About Us at Holly Farm

Robert started the first holiday cottage conversion in 1992. The Ciderhouse was ready in time for the summer season and by the end of that year we realised that there was a demand for good quality accommodation in the countryside. He continued to convert one cottage every year until 1997, when the Linny, our disabled access cottage, was finished.

Robert & Liz live at Holly Farmhouse, which has been completely renovated and extended. We are on hand for visitors’ enquiries and look after the cottages together.  The farm is on the other side of the road based around Holly Cottage.

We are fortunate to have Heather and Kim cleaning and preparing the cottages and pool.

Robert is still an active farmer and specializes in growing wheat for roofing thatch.

The History of Holly Farm

My great-great-grandfather purchased Holly Farm in the 1850s and my family have farmed here since then. My great-grandfather renovated Holly Farmhouse in 1887, facing the front with local Lias and Ham stone. The stone barns that are now our holiday cottages were built at the same time. Cider was made in a ciderhouse for the workers and the horses were kept in what is now the lounge. About 20 cows were milked by hand throughout the rest of the buildings. My grandmother made the milk into butter and cheese in the farmhouse.
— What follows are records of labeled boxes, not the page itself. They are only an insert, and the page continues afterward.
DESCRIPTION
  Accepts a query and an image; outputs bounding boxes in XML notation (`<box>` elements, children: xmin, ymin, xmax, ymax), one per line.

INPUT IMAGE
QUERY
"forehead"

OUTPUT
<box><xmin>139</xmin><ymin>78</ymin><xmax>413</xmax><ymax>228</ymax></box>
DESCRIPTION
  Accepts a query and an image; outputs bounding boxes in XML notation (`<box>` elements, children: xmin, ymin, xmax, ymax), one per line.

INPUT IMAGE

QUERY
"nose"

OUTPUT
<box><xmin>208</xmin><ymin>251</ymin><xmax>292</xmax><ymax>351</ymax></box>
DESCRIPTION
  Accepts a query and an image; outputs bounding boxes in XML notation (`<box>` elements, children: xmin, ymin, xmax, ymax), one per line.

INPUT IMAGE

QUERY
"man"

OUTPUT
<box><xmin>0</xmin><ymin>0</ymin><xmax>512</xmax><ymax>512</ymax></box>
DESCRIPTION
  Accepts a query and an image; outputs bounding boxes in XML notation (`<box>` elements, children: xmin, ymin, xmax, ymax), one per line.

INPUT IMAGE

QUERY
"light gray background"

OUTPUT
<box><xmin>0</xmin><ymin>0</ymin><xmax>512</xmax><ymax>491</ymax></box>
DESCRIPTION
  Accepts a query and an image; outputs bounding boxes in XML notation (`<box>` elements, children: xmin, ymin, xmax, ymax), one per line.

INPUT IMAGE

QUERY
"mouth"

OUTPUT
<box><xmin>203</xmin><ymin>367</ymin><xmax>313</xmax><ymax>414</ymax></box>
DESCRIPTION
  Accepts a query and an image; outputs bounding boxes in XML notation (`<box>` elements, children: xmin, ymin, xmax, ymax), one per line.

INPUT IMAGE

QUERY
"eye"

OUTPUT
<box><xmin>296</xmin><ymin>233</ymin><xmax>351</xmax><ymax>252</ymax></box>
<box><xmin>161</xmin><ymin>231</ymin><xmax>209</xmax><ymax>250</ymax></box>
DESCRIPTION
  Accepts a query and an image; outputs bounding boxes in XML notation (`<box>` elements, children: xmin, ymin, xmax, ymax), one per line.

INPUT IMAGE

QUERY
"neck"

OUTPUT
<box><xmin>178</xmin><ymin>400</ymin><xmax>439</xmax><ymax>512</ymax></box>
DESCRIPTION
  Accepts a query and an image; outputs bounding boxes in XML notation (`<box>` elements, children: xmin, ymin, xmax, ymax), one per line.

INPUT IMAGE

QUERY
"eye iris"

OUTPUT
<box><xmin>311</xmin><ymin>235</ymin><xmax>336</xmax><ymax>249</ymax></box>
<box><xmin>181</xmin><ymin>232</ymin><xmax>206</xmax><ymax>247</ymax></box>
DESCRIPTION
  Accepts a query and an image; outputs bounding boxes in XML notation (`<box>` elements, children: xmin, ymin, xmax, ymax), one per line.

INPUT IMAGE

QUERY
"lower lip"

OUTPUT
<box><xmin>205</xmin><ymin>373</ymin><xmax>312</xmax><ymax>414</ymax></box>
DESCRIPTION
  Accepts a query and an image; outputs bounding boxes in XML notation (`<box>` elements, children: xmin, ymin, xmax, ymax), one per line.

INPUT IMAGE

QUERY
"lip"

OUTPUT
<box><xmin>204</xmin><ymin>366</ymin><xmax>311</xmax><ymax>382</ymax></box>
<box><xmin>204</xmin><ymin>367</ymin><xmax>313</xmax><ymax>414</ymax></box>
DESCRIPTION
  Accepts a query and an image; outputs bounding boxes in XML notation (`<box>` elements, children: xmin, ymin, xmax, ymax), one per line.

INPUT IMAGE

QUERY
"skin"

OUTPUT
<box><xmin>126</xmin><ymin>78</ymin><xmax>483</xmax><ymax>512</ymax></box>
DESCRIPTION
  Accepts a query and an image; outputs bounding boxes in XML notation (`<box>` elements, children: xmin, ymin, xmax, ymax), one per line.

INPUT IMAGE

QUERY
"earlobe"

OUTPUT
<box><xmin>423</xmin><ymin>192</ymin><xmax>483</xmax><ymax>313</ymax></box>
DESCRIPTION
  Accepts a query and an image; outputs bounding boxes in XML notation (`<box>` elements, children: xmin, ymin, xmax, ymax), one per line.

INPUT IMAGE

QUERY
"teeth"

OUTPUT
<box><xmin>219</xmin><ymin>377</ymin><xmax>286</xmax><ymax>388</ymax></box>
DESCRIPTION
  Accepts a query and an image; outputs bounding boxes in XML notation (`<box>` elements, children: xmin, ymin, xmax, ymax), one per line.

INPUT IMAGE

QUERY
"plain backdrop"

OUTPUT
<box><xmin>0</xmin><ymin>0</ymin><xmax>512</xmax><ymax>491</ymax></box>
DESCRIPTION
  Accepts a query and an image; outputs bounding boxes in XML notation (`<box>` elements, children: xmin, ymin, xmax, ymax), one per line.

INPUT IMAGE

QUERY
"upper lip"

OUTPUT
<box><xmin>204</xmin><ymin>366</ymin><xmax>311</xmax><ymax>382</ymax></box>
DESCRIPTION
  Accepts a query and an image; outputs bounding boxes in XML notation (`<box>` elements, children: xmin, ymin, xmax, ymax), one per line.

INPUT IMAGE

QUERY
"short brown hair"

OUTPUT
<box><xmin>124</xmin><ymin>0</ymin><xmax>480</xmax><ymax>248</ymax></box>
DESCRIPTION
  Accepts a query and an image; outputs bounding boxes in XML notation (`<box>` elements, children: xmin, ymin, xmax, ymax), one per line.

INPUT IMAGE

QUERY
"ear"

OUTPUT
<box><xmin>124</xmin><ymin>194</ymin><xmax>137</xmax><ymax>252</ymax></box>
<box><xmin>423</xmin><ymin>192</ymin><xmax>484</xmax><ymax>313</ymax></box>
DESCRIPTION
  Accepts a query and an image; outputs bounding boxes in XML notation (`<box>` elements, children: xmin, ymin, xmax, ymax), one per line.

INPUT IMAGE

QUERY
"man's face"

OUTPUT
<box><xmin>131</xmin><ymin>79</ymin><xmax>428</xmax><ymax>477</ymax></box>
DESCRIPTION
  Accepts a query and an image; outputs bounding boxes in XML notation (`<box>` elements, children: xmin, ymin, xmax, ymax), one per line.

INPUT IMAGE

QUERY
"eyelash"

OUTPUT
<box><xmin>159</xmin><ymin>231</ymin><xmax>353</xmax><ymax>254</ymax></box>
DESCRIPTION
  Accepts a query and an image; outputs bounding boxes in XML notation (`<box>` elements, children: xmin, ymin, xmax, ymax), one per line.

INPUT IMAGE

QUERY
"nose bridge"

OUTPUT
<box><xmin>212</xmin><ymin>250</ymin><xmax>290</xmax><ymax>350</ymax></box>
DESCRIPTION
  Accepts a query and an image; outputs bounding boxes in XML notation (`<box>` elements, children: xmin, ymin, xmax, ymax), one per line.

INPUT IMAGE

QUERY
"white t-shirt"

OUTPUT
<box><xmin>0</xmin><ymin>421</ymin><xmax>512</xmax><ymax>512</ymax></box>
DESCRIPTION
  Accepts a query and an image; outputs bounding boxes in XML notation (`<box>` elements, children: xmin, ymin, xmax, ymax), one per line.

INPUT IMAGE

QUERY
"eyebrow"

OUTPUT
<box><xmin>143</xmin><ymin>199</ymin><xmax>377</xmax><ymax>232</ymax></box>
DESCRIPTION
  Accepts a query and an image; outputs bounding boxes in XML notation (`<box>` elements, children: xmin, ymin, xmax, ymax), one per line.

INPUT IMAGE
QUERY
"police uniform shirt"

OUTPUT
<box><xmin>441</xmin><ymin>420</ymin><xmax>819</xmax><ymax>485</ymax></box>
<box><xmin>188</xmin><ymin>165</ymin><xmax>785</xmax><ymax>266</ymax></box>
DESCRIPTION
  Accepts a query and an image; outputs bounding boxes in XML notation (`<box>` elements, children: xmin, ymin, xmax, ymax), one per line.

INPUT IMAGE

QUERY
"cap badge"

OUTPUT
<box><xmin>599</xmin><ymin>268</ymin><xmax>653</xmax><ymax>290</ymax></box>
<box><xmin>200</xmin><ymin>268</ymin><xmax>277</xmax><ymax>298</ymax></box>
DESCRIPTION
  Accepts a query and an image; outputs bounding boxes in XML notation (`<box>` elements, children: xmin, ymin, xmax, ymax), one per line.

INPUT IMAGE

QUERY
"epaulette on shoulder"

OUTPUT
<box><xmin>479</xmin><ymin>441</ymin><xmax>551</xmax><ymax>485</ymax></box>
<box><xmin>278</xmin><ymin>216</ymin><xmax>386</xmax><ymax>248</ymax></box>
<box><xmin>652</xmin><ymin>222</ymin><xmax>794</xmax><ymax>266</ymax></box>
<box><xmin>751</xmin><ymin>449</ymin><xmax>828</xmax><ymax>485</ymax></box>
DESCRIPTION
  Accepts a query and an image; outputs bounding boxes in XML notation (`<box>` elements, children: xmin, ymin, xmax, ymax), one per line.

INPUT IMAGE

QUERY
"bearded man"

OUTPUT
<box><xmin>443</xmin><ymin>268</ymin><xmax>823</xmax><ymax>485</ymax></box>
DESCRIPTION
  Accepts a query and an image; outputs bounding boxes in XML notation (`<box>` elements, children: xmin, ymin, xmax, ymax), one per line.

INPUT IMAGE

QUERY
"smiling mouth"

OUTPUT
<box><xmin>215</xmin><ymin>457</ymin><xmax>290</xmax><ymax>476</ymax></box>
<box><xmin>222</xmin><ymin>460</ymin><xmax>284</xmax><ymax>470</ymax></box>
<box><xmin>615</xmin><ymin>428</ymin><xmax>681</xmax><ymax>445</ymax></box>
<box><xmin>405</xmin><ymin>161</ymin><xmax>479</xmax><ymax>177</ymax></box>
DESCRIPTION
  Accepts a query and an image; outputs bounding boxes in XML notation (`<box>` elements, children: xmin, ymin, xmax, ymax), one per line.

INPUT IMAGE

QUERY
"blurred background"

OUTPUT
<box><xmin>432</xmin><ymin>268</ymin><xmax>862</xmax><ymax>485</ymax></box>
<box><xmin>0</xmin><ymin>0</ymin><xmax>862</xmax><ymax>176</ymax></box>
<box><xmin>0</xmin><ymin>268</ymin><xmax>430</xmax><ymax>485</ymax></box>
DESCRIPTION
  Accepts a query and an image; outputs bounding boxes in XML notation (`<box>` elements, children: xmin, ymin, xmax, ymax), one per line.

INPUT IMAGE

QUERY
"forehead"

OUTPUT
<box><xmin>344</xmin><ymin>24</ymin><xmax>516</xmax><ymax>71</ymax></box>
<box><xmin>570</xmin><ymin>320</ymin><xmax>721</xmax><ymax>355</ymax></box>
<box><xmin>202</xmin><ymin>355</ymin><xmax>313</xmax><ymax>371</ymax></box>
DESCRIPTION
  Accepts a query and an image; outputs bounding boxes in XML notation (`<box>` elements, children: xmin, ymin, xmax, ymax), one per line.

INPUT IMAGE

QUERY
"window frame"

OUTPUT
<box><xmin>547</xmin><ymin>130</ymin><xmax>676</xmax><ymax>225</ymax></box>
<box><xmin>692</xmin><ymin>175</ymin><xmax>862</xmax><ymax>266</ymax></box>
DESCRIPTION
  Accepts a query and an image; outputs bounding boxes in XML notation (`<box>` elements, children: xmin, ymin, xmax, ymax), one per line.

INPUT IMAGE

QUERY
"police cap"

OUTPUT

The farm started to change during WW2 when more land was ploughed to grow cash crops. In 1952 the cows were moved to a new purpose built cowstall, near Holly Cottage, to be milked by machine. In 1984, prior to the introduction of milk quotas, the cows were sold and we kept beef cattle. The old buildings were used to house young animals and general stores.

As a small farm, we realised that we would have to do something different to survive so we started growing wheat for roofing thatch. This is a traditional variety of wheat with long stalks and light ears that is cut with a binder (see picture). It is stooked in the field by hand and when dry brought into the barn. During the winter it is processed with a threshing machine. Our machine was built in 1886 and was originally driven by steam.

In 1991, with government encouragement we started our first cottage conversion. This proved very popular so we converted the remainder of the buildings; one cottage a year.The combination of cottages and growing roofing thatch has enabled our small family farm to survive and prosper.